Mrs. Sweeney skims a hand across her left cheek. “Fix your hair there.”

I’ll take the critique because I know she wants the best for me. I push a few strands of my dark brown hair behind my ear. “How’s that?”

“You’re a beautiful blue-eyed girl.” She sighs. “You remind me of myself sixty-five years ago.”

Just as I’m about to comment that she’s as stunning now as she was in the black and white photographs she has shown me, the elevator dings to signal its arrival on our floor.

“Wish me luck.”

“You don’t need luck,” she says matter-of-factly. “You have experience and ambition. You’re one of the smartest women in this city.”

“From your lips to Mr. Mirnan’s ears.” I laugh.

As soon as the elevator doors slide open, I step into the car and turn to face her. “I’ll see you later, Mrs. Sweeney.”

“Knock them dead, Calliope.”

Chapter Two

Callie

Mrs. Sweeney is some sort of sorceress, or bad luck is trailing me like a lost puppy.

I stand on the sidewalk outside the Greenwich Village office of Mirnan Mortgage and watch as a body in a bag is wheeled past me on a stretcher.

Mrs. Sweeney told me to knock them dead, and that’s what happened.

Technically, I didn’t knock Mr. Mirnan dead. I didn’t even see him. When I arrived for my interview, an ambulance and police cars were already here.

The receptionist I had spoken to yesterday when I booked my interview was sobbing as she sat on the curb.
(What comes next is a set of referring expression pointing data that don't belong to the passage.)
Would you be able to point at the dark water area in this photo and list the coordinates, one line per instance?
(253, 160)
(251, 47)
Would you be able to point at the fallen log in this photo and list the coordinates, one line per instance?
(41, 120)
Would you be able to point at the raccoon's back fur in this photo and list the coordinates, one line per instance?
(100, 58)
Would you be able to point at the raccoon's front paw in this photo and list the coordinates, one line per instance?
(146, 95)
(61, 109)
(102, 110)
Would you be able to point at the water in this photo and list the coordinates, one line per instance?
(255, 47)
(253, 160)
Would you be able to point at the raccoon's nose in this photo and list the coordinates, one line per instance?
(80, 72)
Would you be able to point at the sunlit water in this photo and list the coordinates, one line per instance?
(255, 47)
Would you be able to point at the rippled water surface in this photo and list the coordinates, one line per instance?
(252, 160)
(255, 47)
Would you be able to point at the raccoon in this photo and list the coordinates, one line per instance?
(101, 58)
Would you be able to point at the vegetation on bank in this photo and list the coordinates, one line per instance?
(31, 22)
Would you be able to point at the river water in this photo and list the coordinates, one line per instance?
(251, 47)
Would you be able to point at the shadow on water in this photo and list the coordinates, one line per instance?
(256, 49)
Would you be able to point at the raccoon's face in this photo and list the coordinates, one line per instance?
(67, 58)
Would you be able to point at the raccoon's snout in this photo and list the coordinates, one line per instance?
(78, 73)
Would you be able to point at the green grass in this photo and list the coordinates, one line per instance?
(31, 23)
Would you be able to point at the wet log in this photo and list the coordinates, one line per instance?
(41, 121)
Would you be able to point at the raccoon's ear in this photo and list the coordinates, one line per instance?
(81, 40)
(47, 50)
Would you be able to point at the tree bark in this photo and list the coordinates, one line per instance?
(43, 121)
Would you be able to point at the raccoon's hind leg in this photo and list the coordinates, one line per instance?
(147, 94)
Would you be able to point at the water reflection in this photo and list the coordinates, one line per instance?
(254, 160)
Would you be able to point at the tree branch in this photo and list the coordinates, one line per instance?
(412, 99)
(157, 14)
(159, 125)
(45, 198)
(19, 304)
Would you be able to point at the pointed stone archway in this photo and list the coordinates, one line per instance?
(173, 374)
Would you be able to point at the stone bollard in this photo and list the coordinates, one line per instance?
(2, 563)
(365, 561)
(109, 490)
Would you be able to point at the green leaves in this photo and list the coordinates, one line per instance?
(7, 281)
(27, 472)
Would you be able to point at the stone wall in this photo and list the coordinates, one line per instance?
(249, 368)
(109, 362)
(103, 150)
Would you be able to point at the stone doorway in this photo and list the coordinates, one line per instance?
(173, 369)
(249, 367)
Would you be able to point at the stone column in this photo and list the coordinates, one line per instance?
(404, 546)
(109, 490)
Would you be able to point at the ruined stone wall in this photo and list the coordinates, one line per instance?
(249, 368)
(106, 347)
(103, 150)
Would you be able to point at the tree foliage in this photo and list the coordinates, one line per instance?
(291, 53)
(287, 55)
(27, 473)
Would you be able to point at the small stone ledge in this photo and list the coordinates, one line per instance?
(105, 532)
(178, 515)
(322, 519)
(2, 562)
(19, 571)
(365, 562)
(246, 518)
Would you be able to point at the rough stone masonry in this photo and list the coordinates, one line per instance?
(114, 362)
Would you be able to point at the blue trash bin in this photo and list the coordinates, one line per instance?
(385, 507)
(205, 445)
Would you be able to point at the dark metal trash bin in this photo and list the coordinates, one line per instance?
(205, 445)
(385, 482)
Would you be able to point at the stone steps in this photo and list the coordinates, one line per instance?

It seems Mr. Mirnan was having breakfast when he keeled over onto his desk.

By the time the EMTs arrived, he was already gone.

“The job isn’t available anymore,” the sad-eyed receptionist calls out to me. “Mr. Mirnan always said when he dies, the company goes with him.”

A few of the mortgage brokerage firm’s employees turn to look at her.

I take a breath and make my way to where she’s sitting. “I work at a bar a few blocks from here. Do you need a drink?”

Her tear-filled brown eyes look me over. “It’s not even ten a.m. yet.”

I’d tell her it’s five o’clock somewhere, but there’s no need to cast that lure in her direction. She’s already bouncing up to her feet. “I could use a strong martini.”

“I make a killer one,” I say before I wince.

Dammit, Callie. Inappropriate, much?

A slow smile creeps over her lips. “Mr. Mirnan would have laughed at that. He always laughed at my lame jokes.”

I take the backhanded compliment with a smile of my own.

“We can walk to the bar.” I point to the corner. “The drink is on me.”

Her gaze wanders to where her co-workers are all huddled together. “I’m sorry the job didn’t work out for you, Callie.”

I shrug a shoulder. “It wasn’t meant to be.”

“I’m Jade.” Her hand snakes toward me. “Jade Mirnan.”

I take her hand in mine and perk an eyebrow before following up with the obvious question. “Were you related to him?”

I don’t motion toward the back of the van where the body bag is being placed, but Jade puts two and two together when she looks at it. “He’s my husband’s uncle. He insisted I call him Mr. Mirnan at work and during family get-togethers. All the time, really.”

I would say that I’m glad I won’t be working for him because it sounds like he was a pretentious ass, but Jade doesn’t need to hear that while she’s grieving.

“I’ll be right back. I’m going to grab my purse,” she says through a sniffle. “Thanks for the free drink offer, Callie. You showed up at just the right time.”

I take one last look at the van as a man dressed in a black suit slams the doors shut.

There goes my latest job opportunity.

With any luck, my next interview will go a hell of a lot better than this.

“Do I want to know why you and our only customer are dressed like twins?” My boss, Gage Burke, shoots me a smile from across the bar.

I laugh.

I arrived at Tin Anchor with Jade over an hour ago.

Since the bar wasn’t officially open yet, I used my key to unlock the door.

Gage greeted us immediately and didn’t balk when I said I would cover the cost of Jade’s martini before I prepared it.

I know Gage well enough to know he doesn’t expect me to pay for it.

He’s generous to a fault. He’s that way with all his employees, including my older brother, Zeke, who works here part-time as he pursues a career in computer animation.

“Jade works at the office where I was supposed to have an interview this morning,” I explain quietly. “Or worked at, I guess.”

Gage leans closer to lower his voice. “She was fired?”

I steal a glance at where she’s sitting next to a round table near one of the windows overlooking the sidewalk. “Her boss died this morning.”

Gage’s green eyes widen. “That’s brutal.”